Friday, November 2, 2012
The Jetsons and Politics
Possibly the biggest fundamental issue dividing people politically is the question of if and how much the government should redistribute the wealth that a free market creates/allocates. On one side, you hear many people claim that redistribution is just fundamentally wrong, and a pure free market will always work best overall. On the other side, you hear many people claim that there's a fundamental right to things like health insurance, retirement, a "living wage", etc. Neither side makes sense to me, and thinking about the world of the Jetsons (and its opposite) is a good way to explain why.
First, what are the pros and cons of different sides of the redistribution scale, regardless of where you think the optimal point is?
I think most people will agree on 2 main problems with doing too much redistribution. There's the moral problem where it just feels wrong to take too much money from those who have made it. And there's the economic problem, where it makes everyone poorer by reducing incentives to work and leaving less money for long-term investments in technology and such.
Similarly, there's 2 main reasons why people get uncomfortable with too little redistribution. Morally, we want to minimize human suffering, and some amount of redistribution does that. And economically, social safety nets can encourage risk-taking, and other services such as public education enables the potential of those who wouldn't be able to afford to do so otherwise.
Now imagine a future where technology has advanced to the point where we live like the Jetsons. Robots do everything for us that we could ever need or want. There would be no jobs other than making and maintaining those robots, and we'd only need maybe 1% of the population to do that. This would be a really weird society to be a hard-core conservative. With no redistribution, everyone would be at the mercy of the all-powerful 1% that makes/maintains the robots. It's pretty clear that in a situation like that, we might as well be mostly socialist and let everyone enjoy the things that we can easily afford to universally provide.

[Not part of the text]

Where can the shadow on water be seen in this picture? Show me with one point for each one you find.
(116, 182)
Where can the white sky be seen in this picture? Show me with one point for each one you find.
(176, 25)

On the other hand, if you go far back in time, or if we have some sort of apocalyptic event that takes away all our technology, it'd be very different. If we have no real health care, what does it mean to say that health insurance is a human right? If we have hardly any technology, such that we all have to work extremely hard and struggle just to survive, it's not possible to ensure food/shelter/water for those who get too sick/disabled/old to work. And it wouldn't make sense to have unemployment insurance; you can easily find a job because there's so much that needs to be done. In that kind of society, it wouldn't make sense to be a liberal. For society to continue, we would need those who are able to produce the most to flourish. And any programs to take from the better-off to help the worse-off would be taking away money that may be spent on the technological progress that would end up benefiting everyone in the future.
Neither of those two extremes may ever happen to us. But thinking about the extremes makes it clear that there's not one right answer on redistribution that can apply to all possible scenarios. No matter where you are on the political spectrum, it makes sense for government redistribution to grow as (if?) our technology and economy grows.